Identification, chromosomal distribution and subcellular localization of BBX gene family
To identify the BBX genes in the Gossypium spp. genome and obtain their sequences, a global search of the Gossypium spp. genomes were carried out by using HMM profiling of the BBX domain (PF00643). After ensuring that the identified members contained conserved domains and deleted the repeated sequences, in total, of 17, 18, 37 and 33 putative BBX sequences were identified in G. arboreum, G. raimondii, G. hirsutum and G. barbadense, respectively, via genome-wide identification analysis. In G. hirsutum, 1 BBX was located on scaffold fragments.

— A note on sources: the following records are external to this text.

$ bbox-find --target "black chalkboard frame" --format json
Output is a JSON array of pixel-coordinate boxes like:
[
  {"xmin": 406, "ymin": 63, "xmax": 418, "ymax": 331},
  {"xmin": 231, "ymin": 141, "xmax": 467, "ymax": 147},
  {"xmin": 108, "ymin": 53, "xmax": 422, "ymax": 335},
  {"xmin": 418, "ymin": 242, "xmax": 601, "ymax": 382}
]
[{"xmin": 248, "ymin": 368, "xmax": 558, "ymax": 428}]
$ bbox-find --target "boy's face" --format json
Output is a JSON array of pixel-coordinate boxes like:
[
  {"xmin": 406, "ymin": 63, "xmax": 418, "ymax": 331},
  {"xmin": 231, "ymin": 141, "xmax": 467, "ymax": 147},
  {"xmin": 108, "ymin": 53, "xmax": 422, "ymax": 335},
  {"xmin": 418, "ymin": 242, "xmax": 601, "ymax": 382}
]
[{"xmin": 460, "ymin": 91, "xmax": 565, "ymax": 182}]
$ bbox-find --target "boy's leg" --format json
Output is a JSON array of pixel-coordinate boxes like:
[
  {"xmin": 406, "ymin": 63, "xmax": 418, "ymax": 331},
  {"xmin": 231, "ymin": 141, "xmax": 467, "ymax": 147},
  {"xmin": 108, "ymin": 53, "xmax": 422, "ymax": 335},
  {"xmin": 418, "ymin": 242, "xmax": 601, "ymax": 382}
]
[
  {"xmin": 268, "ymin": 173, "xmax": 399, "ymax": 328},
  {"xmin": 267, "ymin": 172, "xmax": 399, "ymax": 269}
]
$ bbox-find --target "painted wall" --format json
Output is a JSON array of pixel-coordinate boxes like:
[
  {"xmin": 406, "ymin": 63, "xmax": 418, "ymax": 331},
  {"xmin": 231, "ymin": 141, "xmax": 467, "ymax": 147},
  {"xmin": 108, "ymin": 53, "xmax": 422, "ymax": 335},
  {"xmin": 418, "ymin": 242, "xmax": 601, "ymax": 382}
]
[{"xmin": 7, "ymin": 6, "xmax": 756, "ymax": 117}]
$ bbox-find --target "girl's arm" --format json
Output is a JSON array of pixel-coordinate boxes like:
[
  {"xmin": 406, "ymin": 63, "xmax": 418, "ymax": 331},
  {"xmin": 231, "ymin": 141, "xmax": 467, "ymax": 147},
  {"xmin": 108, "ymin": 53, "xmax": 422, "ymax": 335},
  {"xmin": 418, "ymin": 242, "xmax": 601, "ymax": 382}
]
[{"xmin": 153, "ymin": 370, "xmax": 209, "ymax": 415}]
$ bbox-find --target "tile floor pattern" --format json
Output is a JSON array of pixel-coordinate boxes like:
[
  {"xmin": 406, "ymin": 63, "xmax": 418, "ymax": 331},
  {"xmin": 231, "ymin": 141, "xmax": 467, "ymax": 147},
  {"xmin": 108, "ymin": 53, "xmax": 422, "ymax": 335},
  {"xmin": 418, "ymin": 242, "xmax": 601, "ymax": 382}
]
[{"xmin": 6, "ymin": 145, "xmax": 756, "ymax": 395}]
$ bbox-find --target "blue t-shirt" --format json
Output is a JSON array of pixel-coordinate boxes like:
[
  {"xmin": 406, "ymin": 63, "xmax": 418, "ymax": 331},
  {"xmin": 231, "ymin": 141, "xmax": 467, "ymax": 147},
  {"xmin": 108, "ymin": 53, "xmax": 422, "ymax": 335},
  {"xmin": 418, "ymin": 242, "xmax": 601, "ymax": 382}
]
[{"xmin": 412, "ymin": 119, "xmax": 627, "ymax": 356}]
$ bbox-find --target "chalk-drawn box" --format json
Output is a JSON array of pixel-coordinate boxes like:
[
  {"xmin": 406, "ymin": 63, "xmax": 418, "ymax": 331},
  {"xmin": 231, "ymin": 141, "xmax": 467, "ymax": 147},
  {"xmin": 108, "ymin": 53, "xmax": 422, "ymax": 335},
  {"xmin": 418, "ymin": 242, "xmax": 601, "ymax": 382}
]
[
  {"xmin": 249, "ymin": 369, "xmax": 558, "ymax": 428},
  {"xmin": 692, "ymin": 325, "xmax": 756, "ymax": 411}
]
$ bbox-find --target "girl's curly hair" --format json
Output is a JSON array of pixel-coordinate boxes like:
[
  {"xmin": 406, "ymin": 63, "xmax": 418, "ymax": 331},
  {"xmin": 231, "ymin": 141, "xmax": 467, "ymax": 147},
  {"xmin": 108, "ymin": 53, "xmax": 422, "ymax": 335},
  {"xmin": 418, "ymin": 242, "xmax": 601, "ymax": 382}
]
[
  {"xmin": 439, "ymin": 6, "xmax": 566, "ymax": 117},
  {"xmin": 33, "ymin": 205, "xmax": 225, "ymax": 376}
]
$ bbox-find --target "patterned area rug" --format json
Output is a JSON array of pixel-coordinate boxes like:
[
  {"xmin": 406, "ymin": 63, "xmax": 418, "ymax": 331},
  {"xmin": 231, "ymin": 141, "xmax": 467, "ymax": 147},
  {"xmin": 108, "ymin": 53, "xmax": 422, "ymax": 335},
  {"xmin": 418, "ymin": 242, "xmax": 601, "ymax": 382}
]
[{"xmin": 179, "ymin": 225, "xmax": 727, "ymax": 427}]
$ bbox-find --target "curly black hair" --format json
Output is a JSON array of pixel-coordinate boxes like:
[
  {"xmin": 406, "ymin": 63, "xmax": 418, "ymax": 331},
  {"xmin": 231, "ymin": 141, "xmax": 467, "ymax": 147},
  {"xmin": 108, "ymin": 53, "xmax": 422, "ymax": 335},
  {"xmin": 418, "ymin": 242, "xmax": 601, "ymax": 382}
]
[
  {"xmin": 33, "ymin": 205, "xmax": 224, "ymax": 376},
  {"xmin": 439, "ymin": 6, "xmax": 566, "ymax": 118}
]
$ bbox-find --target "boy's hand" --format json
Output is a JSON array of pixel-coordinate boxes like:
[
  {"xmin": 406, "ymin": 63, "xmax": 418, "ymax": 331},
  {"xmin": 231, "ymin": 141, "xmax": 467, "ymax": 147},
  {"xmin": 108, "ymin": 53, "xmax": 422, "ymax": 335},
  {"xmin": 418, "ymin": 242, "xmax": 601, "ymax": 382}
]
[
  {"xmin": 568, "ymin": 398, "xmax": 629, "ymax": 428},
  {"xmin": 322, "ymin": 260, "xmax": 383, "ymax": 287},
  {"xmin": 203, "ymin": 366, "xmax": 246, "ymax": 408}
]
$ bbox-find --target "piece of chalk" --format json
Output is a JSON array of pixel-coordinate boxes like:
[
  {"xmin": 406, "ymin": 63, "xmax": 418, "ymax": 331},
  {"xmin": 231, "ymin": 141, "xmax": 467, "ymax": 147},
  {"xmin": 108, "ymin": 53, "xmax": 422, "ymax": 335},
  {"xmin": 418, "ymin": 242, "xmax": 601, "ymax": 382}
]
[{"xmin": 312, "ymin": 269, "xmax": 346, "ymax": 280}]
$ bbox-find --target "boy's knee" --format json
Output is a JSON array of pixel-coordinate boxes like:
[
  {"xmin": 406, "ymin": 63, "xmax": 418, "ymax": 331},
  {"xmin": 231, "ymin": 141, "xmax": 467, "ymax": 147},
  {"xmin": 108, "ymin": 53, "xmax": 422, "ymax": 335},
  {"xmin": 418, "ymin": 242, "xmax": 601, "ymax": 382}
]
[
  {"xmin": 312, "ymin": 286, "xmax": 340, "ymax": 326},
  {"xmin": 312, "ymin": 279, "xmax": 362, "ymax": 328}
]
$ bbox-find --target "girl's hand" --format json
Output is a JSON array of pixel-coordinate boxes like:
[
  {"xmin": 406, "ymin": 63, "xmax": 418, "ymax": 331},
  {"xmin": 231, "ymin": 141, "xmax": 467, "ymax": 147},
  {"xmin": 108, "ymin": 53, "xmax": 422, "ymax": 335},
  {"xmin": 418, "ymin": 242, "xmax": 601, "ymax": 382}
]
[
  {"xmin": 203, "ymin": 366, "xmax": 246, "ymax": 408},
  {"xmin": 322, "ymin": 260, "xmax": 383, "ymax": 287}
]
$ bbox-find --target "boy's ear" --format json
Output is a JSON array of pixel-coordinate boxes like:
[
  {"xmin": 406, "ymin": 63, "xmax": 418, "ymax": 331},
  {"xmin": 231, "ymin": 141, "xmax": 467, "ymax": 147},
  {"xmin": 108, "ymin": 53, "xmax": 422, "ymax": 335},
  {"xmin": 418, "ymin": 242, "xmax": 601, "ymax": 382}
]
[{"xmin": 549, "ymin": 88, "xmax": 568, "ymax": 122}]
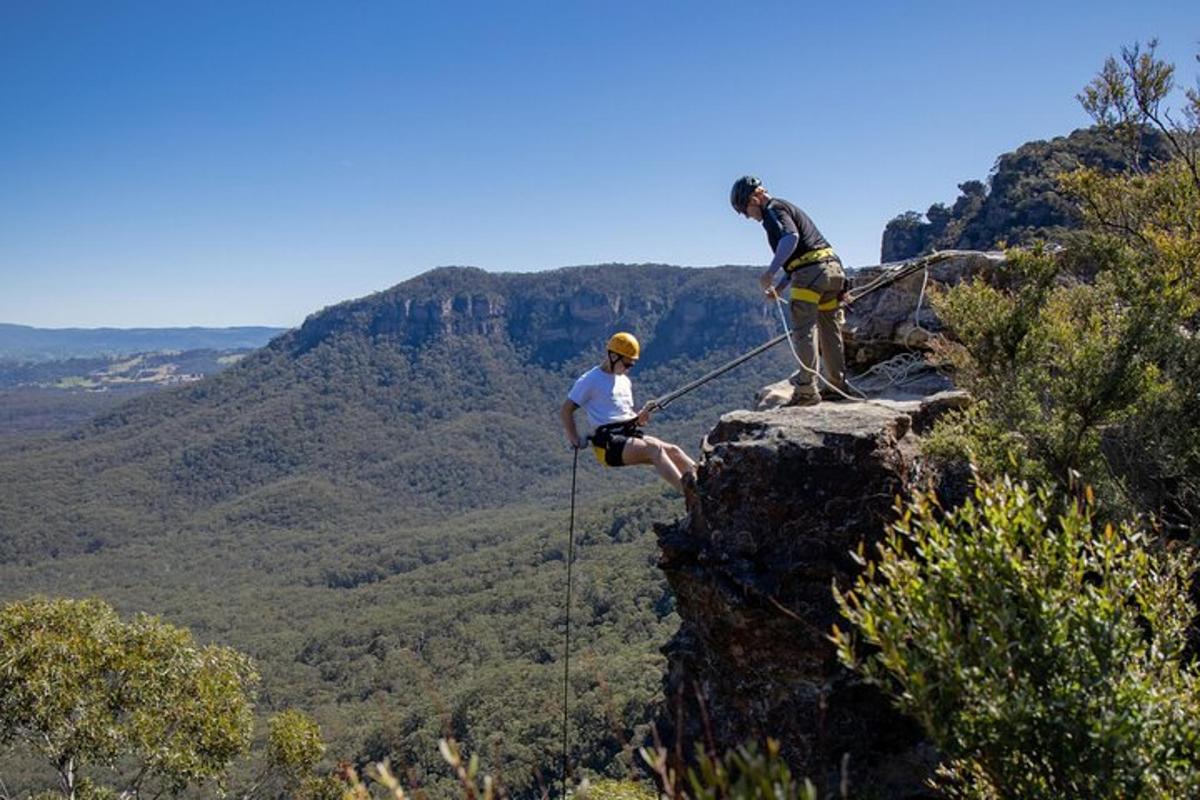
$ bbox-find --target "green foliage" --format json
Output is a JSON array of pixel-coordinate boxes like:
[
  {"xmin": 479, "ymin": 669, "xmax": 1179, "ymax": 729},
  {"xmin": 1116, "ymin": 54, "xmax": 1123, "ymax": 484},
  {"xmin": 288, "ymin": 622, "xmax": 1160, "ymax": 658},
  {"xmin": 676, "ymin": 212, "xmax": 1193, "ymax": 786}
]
[
  {"xmin": 0, "ymin": 600, "xmax": 258, "ymax": 796},
  {"xmin": 0, "ymin": 265, "xmax": 791, "ymax": 794},
  {"xmin": 266, "ymin": 709, "xmax": 325, "ymax": 775},
  {"xmin": 881, "ymin": 126, "xmax": 1169, "ymax": 261},
  {"xmin": 576, "ymin": 778, "xmax": 659, "ymax": 800},
  {"xmin": 641, "ymin": 739, "xmax": 820, "ymax": 800},
  {"xmin": 928, "ymin": 48, "xmax": 1200, "ymax": 527},
  {"xmin": 833, "ymin": 480, "xmax": 1200, "ymax": 799}
]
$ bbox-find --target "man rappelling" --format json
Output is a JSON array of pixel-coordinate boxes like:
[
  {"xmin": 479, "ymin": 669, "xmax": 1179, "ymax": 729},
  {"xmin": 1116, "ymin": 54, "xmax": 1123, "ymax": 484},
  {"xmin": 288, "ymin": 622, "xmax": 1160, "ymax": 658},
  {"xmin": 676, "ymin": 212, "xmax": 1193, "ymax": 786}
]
[{"xmin": 559, "ymin": 331, "xmax": 696, "ymax": 492}]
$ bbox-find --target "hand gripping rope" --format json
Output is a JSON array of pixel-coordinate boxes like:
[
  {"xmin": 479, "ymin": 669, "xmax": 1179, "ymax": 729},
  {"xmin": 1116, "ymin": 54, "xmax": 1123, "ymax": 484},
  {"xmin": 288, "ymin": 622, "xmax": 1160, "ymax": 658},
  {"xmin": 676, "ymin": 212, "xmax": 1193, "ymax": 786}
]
[
  {"xmin": 563, "ymin": 251, "xmax": 955, "ymax": 798},
  {"xmin": 646, "ymin": 251, "xmax": 955, "ymax": 410}
]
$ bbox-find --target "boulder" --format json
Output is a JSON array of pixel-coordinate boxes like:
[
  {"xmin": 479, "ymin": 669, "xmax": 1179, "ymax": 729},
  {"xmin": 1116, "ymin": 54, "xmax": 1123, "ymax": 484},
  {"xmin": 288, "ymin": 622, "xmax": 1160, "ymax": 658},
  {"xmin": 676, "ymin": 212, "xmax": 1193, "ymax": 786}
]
[{"xmin": 656, "ymin": 392, "xmax": 961, "ymax": 798}]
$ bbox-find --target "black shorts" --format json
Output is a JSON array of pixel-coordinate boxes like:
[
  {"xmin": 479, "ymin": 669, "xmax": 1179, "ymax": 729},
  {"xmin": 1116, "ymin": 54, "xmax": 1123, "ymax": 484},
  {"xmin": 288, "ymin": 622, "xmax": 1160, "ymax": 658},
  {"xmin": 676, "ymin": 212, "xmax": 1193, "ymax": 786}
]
[{"xmin": 592, "ymin": 420, "xmax": 642, "ymax": 467}]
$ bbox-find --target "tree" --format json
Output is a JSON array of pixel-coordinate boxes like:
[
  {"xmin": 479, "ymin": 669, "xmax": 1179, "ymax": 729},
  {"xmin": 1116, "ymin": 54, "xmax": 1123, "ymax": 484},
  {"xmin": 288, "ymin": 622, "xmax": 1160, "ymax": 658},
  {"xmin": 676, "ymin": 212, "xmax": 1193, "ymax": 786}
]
[
  {"xmin": 929, "ymin": 46, "xmax": 1200, "ymax": 536},
  {"xmin": 0, "ymin": 599, "xmax": 258, "ymax": 798},
  {"xmin": 833, "ymin": 480, "xmax": 1200, "ymax": 800}
]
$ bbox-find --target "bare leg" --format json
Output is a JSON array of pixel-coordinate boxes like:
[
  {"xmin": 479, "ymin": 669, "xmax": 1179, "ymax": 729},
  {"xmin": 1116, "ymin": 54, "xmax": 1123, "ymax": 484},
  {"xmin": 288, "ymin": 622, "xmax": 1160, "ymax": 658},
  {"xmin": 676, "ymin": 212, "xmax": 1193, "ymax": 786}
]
[
  {"xmin": 620, "ymin": 437, "xmax": 691, "ymax": 492},
  {"xmin": 667, "ymin": 445, "xmax": 696, "ymax": 475}
]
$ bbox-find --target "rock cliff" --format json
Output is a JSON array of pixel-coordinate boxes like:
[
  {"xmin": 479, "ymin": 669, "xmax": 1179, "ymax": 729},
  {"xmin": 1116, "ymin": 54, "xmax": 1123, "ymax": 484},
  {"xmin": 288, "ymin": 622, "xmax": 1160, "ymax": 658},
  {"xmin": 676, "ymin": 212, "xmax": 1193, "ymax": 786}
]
[{"xmin": 658, "ymin": 393, "xmax": 959, "ymax": 798}]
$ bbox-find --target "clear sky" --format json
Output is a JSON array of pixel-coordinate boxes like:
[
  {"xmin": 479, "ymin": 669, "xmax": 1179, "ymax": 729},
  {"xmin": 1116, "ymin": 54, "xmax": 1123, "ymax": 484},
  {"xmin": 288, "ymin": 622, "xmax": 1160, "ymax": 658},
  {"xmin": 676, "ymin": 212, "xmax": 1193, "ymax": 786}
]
[{"xmin": 0, "ymin": 0, "xmax": 1200, "ymax": 327}]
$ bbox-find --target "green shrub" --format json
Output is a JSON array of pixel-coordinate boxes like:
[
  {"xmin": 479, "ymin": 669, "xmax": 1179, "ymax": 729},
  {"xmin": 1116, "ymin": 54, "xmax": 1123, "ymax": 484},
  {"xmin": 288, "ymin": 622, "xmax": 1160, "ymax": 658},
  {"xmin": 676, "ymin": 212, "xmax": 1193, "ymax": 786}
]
[{"xmin": 833, "ymin": 479, "xmax": 1200, "ymax": 800}]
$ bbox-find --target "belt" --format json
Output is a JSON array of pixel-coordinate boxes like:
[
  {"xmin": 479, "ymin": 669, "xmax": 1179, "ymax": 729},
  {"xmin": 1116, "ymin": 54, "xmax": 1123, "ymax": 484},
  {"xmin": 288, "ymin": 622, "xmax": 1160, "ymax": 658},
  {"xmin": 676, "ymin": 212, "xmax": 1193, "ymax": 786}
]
[{"xmin": 784, "ymin": 247, "xmax": 838, "ymax": 275}]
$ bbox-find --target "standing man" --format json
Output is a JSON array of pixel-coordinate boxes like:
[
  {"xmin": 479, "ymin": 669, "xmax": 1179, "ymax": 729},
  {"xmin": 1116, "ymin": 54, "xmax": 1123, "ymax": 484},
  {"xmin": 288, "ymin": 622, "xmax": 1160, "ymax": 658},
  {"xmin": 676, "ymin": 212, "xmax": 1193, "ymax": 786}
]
[
  {"xmin": 559, "ymin": 331, "xmax": 696, "ymax": 497},
  {"xmin": 730, "ymin": 175, "xmax": 846, "ymax": 405}
]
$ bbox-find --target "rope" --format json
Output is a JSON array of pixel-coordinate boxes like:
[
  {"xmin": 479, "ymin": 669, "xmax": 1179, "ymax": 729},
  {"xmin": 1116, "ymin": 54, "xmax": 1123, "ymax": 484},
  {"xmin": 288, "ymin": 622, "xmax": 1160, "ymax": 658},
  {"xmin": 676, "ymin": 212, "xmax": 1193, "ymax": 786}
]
[
  {"xmin": 647, "ymin": 333, "xmax": 787, "ymax": 409},
  {"xmin": 563, "ymin": 447, "xmax": 580, "ymax": 799},
  {"xmin": 646, "ymin": 251, "xmax": 959, "ymax": 410}
]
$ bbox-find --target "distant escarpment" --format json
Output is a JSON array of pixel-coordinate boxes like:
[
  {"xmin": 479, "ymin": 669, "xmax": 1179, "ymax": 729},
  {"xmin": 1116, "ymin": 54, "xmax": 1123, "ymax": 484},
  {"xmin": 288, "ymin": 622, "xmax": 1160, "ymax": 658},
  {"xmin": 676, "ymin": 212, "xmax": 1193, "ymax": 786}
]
[
  {"xmin": 658, "ymin": 393, "xmax": 961, "ymax": 798},
  {"xmin": 276, "ymin": 264, "xmax": 775, "ymax": 366}
]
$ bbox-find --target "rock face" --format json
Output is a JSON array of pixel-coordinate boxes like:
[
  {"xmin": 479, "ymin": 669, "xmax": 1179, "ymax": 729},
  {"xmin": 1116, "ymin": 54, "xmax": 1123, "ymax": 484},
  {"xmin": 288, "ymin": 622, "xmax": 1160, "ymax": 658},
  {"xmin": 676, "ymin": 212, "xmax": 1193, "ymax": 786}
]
[
  {"xmin": 285, "ymin": 264, "xmax": 776, "ymax": 366},
  {"xmin": 845, "ymin": 251, "xmax": 1004, "ymax": 367},
  {"xmin": 658, "ymin": 397, "xmax": 953, "ymax": 798}
]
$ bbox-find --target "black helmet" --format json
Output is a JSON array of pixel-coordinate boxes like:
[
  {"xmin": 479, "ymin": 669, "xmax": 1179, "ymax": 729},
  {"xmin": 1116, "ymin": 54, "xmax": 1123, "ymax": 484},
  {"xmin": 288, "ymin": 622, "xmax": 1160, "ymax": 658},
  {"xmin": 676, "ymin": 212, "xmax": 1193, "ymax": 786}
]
[{"xmin": 730, "ymin": 175, "xmax": 762, "ymax": 213}]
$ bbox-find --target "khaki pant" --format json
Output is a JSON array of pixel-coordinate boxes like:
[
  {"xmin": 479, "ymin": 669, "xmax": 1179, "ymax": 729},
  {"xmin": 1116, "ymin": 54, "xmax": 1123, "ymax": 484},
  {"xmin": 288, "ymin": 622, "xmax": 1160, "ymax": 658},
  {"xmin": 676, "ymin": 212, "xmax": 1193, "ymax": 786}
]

The BBXs were named according to their location on the chromosomes (Fig. 1), and the BBXs located on the scaffold fragments in G. hirsutum is finally named. Table S2 contained detailed location information. The lengths of putative GaBBX protein sequences ranged from 163 aa (GaBBX3) to 374 aa (GaBBX13); GrBBXs, 197 aa (GrBBX16) to 374 aa (GrBBX10); GhBBXs, 166 aa (GhBBX29) to 374 aa (GhBBX32) and GbBBXs, 136 aa (GbBBX3) to 505 aa (GbBBX27). The predicted MW and pI of each BBX were shown in Table S2. The results of subcellular localization showed that all of the BBXs were located in the nucleus, indicating that the nucleus was the main region of biological functions of BBXs.
Based on the genomic location information of 105 BBX genes, we visualized the chromosome distribution of GaBBXs, GrBBXs, GhBBXs and GbBBXs (Fig. 1). In G. arboreum, 17 GaBBXs were unevenly distributed on 10 chromosomes. A12 and A13 contained 3 GaBBXs, whereas the other 8 chromosomes, A01, A02, A04, A05, A06, A08, A09 and A11, contained 1 or 2 GaBBXs. In G. raimondii, 18 GrBBXs were located on 9 chromosomes. D02 and D08 contained the most GrBBXs (3), while the other 6 chromosomes contained only 1 or 2 GrBBXs. In G. hirsutum, 37 GhBBXs were unevenly mapped to 21 chromosomes, while, GhBBX37 was located on unassembled scaffolds. At13 contained 4 GhBBXs. At01, Dt01, Dt12 and Dt13 contained 3 GhBBXs, and the other 16 chromosomes contained only 1 or 2 GhBBXs. In G. barbadense, 33 GrBBXs were unevenly mapped to 20 chromosomes. At12, At13, Dt12 and Dt13 contained 3 GrBBXs. The other 16 chromosomes contained only 1 or 2 GrBBXs.
Phylogenetic analysis of the BBX gene family
To investigate the phylogenetic relationships of BBXs, 137 BBX protein sequences (G. arboreum (17), G. raimondii (18), G. hirsutum (37), G. barbadense (33) and A. thaliana (32)) were used to construct a phylogenetic tree based on the NJ method. Members of the BBX family were classified into 5 major groups, I-V (Fig. 2), and each subgroup was named according to the taxonomic results of previous studies in Arabidopsis [4]. It was worth noting that although AtBBX26 and AtBBX27 belonged to group V of Arabidopsis according to their structural classification, they were phylogenetically closer to AtBBX12 and AtBBX13, which were in group II. As shown in Fig. 2, group II was the smallest subgroup, containing 7 BBXs. By contrast, group IV had the most massive numbers of BBX genes, including 69 BBXs. There were 29 BBXs in group I. No cotton species were divided into group III or group V. In G. hirsutum, BBX gene had 2, 9 and 26 members in group II, I and IV, respectively.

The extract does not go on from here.